To overcome these limitations, we propose the application of two technologies to map RNA modifications:

a) Phage Display Technologies (PDT) as a novel tool to produce antibodies against RNA modifications, where antibodies are generated by multiple rounds of antigen selection and competitor counter-selection.

b) Direct sequencing of RNA molecules using Oxford Nanopore Technologies (ONT), which employs thousands of membrane-embedded protein nanopores coupled to highly sensitive ammeters that measure ionic current passing through the pore. This technology avoids the reverse-transcription step during the library preparation, and thus can detect and measure RNA modifications from the RNA molecules that are being sequenced, in a quantitative manner, and with single nucleotide resolution.

To properly basecall RNA modifications from ONT output data, we are using a variety of tools, including machine learning, that can help us maximize the accuracy of detection of RNA modifications.

(Illustration from: Novoa EM, Mason CE, Mattick JS. Charting the unknown human epitranscriptome.

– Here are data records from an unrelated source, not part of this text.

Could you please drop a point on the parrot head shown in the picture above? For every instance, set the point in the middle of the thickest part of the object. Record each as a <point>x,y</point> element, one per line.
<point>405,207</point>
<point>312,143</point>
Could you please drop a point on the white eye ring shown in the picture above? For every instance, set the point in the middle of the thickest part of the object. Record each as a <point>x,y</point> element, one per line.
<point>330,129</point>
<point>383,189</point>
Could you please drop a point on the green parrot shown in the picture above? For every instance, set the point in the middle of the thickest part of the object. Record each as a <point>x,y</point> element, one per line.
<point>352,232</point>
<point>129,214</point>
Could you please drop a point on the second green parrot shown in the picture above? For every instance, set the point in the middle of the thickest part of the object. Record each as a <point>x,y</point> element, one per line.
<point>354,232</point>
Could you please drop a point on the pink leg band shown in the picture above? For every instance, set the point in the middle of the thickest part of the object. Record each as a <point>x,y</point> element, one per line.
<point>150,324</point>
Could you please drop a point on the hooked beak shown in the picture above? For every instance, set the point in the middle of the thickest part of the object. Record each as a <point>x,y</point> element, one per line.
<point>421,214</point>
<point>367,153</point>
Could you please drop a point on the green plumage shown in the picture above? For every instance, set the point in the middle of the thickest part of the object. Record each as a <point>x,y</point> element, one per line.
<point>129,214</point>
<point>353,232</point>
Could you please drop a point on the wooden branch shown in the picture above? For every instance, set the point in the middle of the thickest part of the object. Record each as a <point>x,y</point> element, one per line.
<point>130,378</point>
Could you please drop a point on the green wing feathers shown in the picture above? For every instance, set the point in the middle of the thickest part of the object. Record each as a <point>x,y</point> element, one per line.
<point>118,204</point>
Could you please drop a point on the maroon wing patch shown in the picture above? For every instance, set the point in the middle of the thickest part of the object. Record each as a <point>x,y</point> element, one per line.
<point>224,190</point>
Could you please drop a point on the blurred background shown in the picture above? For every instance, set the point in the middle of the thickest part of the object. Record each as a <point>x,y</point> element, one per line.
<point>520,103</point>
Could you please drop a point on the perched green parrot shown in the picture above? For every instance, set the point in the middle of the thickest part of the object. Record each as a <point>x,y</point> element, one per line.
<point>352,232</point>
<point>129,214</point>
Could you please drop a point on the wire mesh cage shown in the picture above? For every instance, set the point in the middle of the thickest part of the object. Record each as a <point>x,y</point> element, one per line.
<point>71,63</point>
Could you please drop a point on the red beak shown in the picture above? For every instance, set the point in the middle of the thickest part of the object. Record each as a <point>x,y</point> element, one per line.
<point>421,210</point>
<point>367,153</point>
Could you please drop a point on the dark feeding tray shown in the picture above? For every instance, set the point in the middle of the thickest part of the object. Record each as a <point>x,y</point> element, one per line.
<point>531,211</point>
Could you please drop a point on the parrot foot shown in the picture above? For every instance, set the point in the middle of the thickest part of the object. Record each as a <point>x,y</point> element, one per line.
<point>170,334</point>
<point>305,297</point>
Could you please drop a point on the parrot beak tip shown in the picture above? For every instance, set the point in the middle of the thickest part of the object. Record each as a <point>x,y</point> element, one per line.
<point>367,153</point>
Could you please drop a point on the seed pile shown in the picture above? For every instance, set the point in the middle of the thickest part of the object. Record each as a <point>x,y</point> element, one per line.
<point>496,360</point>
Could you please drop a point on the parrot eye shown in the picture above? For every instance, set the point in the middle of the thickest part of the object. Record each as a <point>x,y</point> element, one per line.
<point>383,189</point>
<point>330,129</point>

Nature Rev Mol Cell Biol 2017)

3. Specialized ribosomes as a novel post-transcriptional regulatory layer to quickly tune the proteome

Ribosomes have been historically thought as uniform entities, however, recent evidence suggests that its composition might be dynamically regulated, and consequently, its activity (i.e., selective translation of subsets of transcripts).

In our lab, we are using a combination of molecular biology, mouse knockouts, genome-wide high-throughput techniques (i.e. RiboSeq, FracSeq, RNASeq) and bioinformatics, to decipher which are the forces that tune mammalian ribosome composition, and how its changes across tissues, developmental stages and environmental conditions, may affect cellular function.